2017 / 04 / 07 ( Fri )
一晩かけて心身ともによく休んだ後だと、己が昨夜エランディーク公子にどれほどの醜態を晒したのかを改めて理解できた。
 顔を合せづらい。が、幸いと今日は偉い人からのご指示がない。好きにくつろいでいてくださいとの通達を受けただけで、何の予定も組まされていないのだった。

 結婚式は明日だと言うのにこんなにのんびりしていいのだろうか。そう思いながらも、セリカはバルバティアを連れて気晴らしに庭園の中を散策する。
 小鳥の囀りに耳を傾け、ほのぼのとした気分になる。
 薄っすらと曇った涼しい朝だった。ひんやりとした空気を吸い込む。

 新緑に囲まれた溜め池の傍ら、石造りのベンチに腰を掛けてセリカは軽く目を閉じた。
 日差しが心地良い。祖国の公宮に居た頃も、自然が濃い場所を探すのが好きだった。こうしていると、異国に来たという感覚がいくらか薄れる。
 昨日の盛装と比べて本日の格好は簡易的だ。被り物もベール一枚を頭にかけただけである。

「ところでバルバ」
 セリカは振り返らずに、後ろに控える侍女に呼びかけた。
「なんでしょうか、姫さま」
 彼女はいつも通りに明るく応じた。それを受けて、セリカの心に後ろめたさが過ぎる。昨晩の出来事の数々は、あまりにひどい話だと思ったため、バルバには話せないでいる。今もまだその話題を切り出すつもりはない。

「恋って何? 何をもってすれば、恋愛感情なの」
 首を巡らせて、真剣に問う。
「まあ」バルバは白い手を顎に当てて驚きの表情を浮かべた。

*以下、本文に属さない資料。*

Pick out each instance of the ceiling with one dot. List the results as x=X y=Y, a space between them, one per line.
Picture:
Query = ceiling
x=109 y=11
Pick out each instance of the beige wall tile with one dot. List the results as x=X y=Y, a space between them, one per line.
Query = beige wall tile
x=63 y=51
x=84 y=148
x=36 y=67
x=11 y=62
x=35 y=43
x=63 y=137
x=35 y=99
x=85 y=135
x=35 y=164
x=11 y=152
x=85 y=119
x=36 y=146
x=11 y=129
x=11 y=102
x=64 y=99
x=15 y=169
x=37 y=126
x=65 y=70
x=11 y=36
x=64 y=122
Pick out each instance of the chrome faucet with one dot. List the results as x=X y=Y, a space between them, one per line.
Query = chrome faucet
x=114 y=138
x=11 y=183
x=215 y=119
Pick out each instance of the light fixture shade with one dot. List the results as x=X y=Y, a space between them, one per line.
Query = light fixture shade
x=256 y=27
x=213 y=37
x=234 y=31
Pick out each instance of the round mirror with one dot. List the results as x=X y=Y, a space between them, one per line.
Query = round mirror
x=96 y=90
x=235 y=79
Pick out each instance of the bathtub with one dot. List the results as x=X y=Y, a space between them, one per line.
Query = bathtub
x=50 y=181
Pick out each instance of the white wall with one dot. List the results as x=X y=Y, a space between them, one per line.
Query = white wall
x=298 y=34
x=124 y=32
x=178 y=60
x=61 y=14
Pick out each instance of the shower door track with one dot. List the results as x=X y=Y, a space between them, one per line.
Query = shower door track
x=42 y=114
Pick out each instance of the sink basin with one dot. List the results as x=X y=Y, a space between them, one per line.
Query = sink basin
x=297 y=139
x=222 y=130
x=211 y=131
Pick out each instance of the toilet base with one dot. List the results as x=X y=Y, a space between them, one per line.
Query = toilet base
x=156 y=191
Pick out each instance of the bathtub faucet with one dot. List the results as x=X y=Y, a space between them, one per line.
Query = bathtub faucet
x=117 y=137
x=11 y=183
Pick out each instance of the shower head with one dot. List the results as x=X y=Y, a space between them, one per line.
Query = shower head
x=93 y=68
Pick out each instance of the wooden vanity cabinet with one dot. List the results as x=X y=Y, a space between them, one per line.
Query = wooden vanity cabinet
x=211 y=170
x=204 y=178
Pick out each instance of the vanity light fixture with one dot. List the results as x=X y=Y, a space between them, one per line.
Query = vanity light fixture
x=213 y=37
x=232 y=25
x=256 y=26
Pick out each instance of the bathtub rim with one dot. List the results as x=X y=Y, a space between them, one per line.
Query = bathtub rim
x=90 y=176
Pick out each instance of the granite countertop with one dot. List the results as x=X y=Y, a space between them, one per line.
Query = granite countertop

「姫さまが恋に興味を持つなんて、珍しいですね。いえ、話題にされるのは初めてではありませんか」
「十九歳にもなって、今更よね」

「いいえ、いいえ。幾つであろうと遅すぎることはありません。そうですね……人並みなことしか言えませんけれど……」
「それでいいのよ。どうせあたしは、年頃の女友達と気になる殿方の話なんてしたことないもの」
 瞬間、バルバの薄茶色の双眸に同情が走った。
 ――しまった、自分を卑下するような発言はほどほどにしないと。
 憐れみが欲しいわけではないのに、気を遣わせてしまうからだ。セリカは笑って続きを促した。

「幼馴染とはどんな感じなの」
「えっと、なんと言いましょうか。近くに居るだけで楽しくて、胸の奥がぽわっとします。触れるとすごく幸せで。もっと触れて欲しいって思うんです。離れている時は、今頃何してるんだろうって考えながら過ごします。わたしの感じるものを見せてあげたいって――次に会ったらこんなことがあったよって、ぜんぶ伝えたくなります。他にも、ふとした匂いなどのきっかけであの人を思い出したりして……」

「…………」
 笑顔を張り付かせたまま、硬直した。
 なんていじらしい娘だろう。国境の向こうに居る男を想って顔を赤らめ、その男の話をしているだけで、口元を緩みに緩ませている。彼女をできるだけ早く故郷に帰してやる為に、セリカも頑張ってヌンディーク公国に順応しなければなるまい。

「幸せそうで何よりだわ」
「ハッ! な、なんてことを言わせるんですか姫さま! 恥ずかしい」
 終いには、小さな悲鳴を上げて、そばかすに彩られた頬に両手を添えている。
(想像できない。あたしにもこんな風になる日が来るの? もっと触れて欲しいって、どゆこと)

 忘れてはいけないが、セリカが恋愛できる相手と言えば――あの男でなければ不義の恋しか選択肢は無いわけだが、後者は絶対にありえない。
 恋はするものではなく落ちるものだとどこかで聞いたことがある。ではあの男と恋に落ちるのかというと、やはり想像が付かないのである。

(まあ恋愛感情を抜きにして、良妻賢母になればいいし)
 早くも人生の方針が決まりかけたところで、この話を畳むことにした。散策を再開する。
 池を一周し、そろそろ朝食に向かおうかなと考えた頃に、庭園に人の気配が増えた。ご挨拶に伺おうと思って身体を向けてみると――

 ぴょこぴょこと小さな人影が視界の下方を横切って行った。見覚えのある子供が、小動物を追いかけている。
 その五歩後ろを、困った顔で追いかける女性がいた。目元以外が布に隠れているからにはおそらく使用人、子供の世話係だろう。
 暫時、彼らの挙動をバルバと共に見守った。

「りすさん、りすさん。まってくださいー」
 男児が可愛らしい声で呼びかけながら小動物を追い回す。しかし追いつくことは叶わず、悲しいかな、道端の石に爪先を引っ掛けて転んでしまった。
 びったーん! と派手な音を立てて、うつ伏せに倒れる。よくあることなのか、世話係は動じていない。これを機にセリカは幼児に接近してみた。

「アダレム公子?」
「わっ! おひめのおねえさま!」
 ――斬新な呼び方である。
(かわいい)
 セリカは顔を緩ませないよう、必死に平静を装った。